Sativex has not yet been assessed by the National Institute for Health and Care Excellence but is being included in the review of Clinical Guideline 8, Multiple sclerosis: management of multiple sclerosis in primary and secondary care.
A decision is expected in 2014 and, until then, funding decisions are made locally by NHS authorities according to their priorities and budgets — patients can get private prescription but these cost much more.


A:  Sativex is the trade name for nabiximol, a patented cannabinoid. Cannabinoids are a type of chemical compound which can be found in cannabis and some other plants.
The most famous cannabinoid is tetrahydrocannabinol (THC) the primary psychoactive compound of cannabis.
Sativex contains both THC and cannabidiol which is another major constituent of the plant.
It takes the form of a mouth spray and can be used to relax muscles and suppress muscle spasms in those with MS and spinal chord injuries. However, other anti-spasticity drugs such as baclofen and tizanidine do exist.

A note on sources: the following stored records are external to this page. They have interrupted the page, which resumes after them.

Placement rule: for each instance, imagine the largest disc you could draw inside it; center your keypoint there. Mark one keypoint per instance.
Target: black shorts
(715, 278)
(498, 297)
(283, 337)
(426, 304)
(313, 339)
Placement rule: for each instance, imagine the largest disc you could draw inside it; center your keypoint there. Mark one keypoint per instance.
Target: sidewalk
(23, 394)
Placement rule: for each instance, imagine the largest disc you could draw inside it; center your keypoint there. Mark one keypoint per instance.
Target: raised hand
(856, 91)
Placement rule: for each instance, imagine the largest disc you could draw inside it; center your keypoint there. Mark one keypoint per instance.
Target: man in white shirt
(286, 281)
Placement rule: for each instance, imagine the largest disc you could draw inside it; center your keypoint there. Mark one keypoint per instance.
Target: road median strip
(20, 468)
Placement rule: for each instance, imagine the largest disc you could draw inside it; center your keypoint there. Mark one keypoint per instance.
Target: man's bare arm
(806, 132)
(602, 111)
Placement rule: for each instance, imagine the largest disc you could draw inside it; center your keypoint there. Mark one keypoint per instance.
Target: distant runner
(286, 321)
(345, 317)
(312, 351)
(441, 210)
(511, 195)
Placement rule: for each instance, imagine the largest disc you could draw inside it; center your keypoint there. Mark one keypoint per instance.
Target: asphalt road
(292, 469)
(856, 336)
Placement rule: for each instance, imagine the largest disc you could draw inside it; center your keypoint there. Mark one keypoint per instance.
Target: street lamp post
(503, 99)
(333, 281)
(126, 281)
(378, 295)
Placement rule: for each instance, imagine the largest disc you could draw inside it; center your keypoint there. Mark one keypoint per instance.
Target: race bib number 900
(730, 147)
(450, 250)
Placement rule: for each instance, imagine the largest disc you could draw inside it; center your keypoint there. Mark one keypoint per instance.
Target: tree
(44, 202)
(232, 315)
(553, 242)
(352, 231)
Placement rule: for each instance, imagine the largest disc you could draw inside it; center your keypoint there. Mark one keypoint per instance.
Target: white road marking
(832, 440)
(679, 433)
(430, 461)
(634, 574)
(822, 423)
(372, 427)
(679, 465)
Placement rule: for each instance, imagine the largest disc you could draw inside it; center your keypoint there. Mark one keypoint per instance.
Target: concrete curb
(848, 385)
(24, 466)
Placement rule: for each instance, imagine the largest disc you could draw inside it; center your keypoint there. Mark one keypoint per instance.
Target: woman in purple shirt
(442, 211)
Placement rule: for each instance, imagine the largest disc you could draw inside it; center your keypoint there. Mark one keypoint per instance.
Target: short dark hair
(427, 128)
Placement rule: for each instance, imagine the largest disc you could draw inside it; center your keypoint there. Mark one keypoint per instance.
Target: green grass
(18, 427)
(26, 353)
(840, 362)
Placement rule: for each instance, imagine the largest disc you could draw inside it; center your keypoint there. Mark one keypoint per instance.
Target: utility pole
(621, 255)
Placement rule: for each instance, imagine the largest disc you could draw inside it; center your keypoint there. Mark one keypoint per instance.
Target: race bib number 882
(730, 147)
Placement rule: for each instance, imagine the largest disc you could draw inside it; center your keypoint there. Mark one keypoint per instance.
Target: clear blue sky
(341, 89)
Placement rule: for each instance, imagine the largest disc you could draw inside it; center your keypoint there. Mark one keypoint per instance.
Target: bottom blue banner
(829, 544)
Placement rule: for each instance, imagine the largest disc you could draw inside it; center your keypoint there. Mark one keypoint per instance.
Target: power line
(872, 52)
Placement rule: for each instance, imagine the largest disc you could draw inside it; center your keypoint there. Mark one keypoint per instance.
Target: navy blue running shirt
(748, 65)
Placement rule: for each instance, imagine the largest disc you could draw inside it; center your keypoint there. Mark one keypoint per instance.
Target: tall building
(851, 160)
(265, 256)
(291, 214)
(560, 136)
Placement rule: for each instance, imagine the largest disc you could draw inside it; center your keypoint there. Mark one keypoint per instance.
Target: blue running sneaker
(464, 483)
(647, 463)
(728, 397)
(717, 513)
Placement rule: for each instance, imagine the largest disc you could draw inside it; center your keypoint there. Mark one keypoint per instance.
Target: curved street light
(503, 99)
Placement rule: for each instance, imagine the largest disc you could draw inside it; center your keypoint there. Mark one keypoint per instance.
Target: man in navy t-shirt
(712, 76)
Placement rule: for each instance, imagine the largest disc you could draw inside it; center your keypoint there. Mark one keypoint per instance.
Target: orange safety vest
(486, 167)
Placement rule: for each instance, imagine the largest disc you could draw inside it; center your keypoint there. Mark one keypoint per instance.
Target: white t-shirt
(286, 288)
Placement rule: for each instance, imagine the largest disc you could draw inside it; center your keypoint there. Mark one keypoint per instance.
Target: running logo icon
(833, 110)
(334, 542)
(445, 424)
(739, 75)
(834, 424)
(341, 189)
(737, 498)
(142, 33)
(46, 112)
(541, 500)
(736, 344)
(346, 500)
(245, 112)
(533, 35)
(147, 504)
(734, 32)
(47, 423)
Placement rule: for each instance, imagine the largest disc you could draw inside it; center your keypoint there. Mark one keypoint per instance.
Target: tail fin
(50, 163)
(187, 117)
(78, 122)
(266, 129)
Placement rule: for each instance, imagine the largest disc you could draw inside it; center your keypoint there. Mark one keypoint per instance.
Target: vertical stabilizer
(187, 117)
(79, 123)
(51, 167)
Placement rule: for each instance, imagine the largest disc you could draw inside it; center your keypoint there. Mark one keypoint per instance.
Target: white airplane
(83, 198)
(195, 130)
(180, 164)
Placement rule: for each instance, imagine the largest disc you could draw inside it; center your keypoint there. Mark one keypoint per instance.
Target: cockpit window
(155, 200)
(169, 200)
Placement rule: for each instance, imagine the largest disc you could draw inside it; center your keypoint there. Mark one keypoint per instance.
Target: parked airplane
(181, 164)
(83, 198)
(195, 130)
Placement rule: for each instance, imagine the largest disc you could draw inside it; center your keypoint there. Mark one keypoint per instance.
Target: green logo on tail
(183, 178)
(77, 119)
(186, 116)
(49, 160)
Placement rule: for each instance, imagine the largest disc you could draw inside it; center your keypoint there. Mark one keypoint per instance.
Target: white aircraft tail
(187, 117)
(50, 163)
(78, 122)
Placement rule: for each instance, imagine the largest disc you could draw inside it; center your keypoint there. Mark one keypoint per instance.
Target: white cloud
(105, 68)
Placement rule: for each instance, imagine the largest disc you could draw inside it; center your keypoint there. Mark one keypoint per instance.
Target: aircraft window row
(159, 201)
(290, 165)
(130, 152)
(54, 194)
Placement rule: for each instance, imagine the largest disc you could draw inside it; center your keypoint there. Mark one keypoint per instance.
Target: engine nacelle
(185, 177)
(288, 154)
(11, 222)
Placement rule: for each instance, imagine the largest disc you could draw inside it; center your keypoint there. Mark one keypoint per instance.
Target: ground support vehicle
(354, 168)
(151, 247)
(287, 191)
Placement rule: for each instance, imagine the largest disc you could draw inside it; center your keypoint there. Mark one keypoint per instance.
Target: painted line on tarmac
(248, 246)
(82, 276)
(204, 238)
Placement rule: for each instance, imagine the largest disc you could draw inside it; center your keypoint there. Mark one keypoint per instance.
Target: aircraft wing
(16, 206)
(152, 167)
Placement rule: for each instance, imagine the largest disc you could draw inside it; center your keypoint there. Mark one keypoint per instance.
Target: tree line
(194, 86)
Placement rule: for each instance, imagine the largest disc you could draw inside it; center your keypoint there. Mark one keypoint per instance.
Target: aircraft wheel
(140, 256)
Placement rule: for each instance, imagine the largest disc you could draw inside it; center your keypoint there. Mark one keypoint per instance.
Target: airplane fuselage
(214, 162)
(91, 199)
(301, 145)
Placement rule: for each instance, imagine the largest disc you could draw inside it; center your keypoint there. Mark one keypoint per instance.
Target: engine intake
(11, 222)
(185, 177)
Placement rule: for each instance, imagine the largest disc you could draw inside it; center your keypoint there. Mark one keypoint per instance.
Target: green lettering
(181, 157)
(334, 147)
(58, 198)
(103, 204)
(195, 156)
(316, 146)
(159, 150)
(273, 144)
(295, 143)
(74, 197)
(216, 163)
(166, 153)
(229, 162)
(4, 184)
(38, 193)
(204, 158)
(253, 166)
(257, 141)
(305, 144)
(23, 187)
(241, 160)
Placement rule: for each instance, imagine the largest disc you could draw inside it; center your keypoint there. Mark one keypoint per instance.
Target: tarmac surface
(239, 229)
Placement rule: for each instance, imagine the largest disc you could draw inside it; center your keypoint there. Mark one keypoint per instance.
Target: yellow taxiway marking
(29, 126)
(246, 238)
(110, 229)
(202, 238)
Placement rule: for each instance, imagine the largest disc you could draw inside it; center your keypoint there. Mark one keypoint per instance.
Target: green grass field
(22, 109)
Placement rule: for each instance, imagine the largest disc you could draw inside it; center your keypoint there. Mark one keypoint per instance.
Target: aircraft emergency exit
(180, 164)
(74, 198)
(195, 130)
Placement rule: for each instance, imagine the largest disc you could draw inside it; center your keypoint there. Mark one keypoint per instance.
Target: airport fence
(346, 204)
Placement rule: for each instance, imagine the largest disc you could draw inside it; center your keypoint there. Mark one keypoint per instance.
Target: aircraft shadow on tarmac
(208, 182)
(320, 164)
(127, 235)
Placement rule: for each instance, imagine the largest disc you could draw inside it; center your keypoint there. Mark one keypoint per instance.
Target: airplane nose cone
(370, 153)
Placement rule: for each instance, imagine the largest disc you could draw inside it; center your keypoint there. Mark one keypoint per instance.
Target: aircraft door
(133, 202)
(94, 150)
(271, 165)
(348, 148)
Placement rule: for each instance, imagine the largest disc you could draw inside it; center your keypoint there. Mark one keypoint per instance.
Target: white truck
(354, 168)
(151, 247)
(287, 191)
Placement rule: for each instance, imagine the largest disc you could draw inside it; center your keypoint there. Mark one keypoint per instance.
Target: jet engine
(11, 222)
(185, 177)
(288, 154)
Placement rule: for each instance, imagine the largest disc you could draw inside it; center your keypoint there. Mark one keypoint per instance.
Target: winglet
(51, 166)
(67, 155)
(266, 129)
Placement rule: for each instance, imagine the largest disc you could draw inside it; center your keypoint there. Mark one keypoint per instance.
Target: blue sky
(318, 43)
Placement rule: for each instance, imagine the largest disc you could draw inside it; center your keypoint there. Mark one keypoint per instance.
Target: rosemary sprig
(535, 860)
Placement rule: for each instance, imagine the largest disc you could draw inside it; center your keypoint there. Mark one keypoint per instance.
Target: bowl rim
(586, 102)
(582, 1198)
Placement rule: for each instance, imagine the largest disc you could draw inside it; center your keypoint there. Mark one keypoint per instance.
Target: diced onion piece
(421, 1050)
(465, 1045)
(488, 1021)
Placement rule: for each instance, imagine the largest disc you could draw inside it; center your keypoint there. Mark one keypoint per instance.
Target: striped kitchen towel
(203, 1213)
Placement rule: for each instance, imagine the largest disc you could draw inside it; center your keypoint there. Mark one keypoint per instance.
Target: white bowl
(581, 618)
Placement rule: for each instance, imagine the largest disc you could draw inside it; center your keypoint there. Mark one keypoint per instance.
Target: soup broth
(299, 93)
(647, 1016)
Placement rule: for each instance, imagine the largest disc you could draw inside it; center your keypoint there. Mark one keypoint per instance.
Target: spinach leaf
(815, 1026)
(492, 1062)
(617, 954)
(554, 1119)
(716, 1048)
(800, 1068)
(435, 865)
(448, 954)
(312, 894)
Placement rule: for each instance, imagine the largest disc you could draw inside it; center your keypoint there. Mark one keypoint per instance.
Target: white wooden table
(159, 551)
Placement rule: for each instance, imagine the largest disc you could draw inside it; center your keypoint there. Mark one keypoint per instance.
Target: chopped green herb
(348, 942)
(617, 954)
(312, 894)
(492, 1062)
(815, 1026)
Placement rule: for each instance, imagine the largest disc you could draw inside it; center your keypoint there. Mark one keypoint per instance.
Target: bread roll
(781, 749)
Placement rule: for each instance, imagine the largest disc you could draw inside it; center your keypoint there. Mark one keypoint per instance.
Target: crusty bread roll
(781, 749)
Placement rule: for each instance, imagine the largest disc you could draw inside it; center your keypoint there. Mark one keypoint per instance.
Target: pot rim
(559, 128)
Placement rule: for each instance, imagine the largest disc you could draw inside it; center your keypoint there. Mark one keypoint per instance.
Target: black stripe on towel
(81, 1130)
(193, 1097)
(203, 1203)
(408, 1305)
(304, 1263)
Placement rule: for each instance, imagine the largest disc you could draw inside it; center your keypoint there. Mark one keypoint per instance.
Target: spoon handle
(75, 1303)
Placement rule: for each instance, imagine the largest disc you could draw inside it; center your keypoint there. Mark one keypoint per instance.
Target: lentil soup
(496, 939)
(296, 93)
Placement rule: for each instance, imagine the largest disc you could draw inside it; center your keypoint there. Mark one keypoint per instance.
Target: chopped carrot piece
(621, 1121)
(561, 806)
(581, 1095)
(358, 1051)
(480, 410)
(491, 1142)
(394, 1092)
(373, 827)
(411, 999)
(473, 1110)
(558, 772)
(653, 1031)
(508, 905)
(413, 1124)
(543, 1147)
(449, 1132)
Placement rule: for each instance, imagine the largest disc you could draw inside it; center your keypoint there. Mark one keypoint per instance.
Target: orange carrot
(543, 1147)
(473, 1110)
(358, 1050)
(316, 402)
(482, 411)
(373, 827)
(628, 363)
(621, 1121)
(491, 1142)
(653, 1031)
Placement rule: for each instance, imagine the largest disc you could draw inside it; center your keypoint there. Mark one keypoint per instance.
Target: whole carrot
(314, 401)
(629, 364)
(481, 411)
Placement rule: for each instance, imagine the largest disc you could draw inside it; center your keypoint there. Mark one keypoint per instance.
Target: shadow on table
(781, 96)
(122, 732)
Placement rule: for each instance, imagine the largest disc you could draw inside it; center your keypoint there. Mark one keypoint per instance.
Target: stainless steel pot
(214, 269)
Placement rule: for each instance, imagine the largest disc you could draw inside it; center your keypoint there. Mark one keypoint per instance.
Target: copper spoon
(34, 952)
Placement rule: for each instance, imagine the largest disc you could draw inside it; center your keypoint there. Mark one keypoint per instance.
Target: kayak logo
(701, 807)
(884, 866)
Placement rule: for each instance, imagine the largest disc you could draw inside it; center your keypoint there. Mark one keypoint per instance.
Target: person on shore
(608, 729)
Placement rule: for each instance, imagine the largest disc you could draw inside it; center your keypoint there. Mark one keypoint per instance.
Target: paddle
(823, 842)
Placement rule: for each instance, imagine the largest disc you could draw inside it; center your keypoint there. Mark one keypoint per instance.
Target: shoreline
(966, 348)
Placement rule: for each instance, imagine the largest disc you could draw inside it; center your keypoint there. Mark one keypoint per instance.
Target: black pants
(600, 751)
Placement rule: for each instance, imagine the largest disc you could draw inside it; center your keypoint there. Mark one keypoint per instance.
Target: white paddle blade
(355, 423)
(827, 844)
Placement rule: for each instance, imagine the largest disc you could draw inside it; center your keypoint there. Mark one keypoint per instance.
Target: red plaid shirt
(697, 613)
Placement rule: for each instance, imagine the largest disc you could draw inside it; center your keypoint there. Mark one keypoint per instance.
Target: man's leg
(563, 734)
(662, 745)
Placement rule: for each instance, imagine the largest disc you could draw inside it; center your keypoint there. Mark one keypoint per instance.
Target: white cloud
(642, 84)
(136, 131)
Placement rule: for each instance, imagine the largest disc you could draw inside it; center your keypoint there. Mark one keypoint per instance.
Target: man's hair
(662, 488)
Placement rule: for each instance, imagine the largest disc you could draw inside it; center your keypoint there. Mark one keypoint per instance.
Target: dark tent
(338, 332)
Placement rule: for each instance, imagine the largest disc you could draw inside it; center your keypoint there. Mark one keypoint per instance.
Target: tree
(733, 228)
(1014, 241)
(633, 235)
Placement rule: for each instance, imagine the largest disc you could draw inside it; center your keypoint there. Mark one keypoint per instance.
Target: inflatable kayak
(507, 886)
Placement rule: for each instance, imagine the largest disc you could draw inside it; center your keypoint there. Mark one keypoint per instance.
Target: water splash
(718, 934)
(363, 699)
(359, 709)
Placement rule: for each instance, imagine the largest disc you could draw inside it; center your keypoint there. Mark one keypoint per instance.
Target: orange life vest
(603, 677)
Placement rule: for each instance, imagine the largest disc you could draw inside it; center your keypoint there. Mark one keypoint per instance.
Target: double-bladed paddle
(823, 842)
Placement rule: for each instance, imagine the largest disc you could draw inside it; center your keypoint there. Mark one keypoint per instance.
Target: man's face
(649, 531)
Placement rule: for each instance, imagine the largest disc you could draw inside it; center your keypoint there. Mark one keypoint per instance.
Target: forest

Sativex is marketed by German pharmaceutical company Bayer.
Bayer spokesman Danielle Smith said: “Sativex is a licensed cannabis extract approved for the treatment of patients with MS spasticity who are still having troublesome symptoms, despite trying other medications and who find Sativex works well for them in the first four weeks of treatment.
“Bayer is aware that Sativex is not freely available across the UK but is working with authorities to enable NHS access for those people with MS spasticity who are suitable for the product.”
Studies have shown medical cannabis can also be used to treat alcohol abuse, bipolar disorder, Parkinson’s disease, asthma and leukaemia.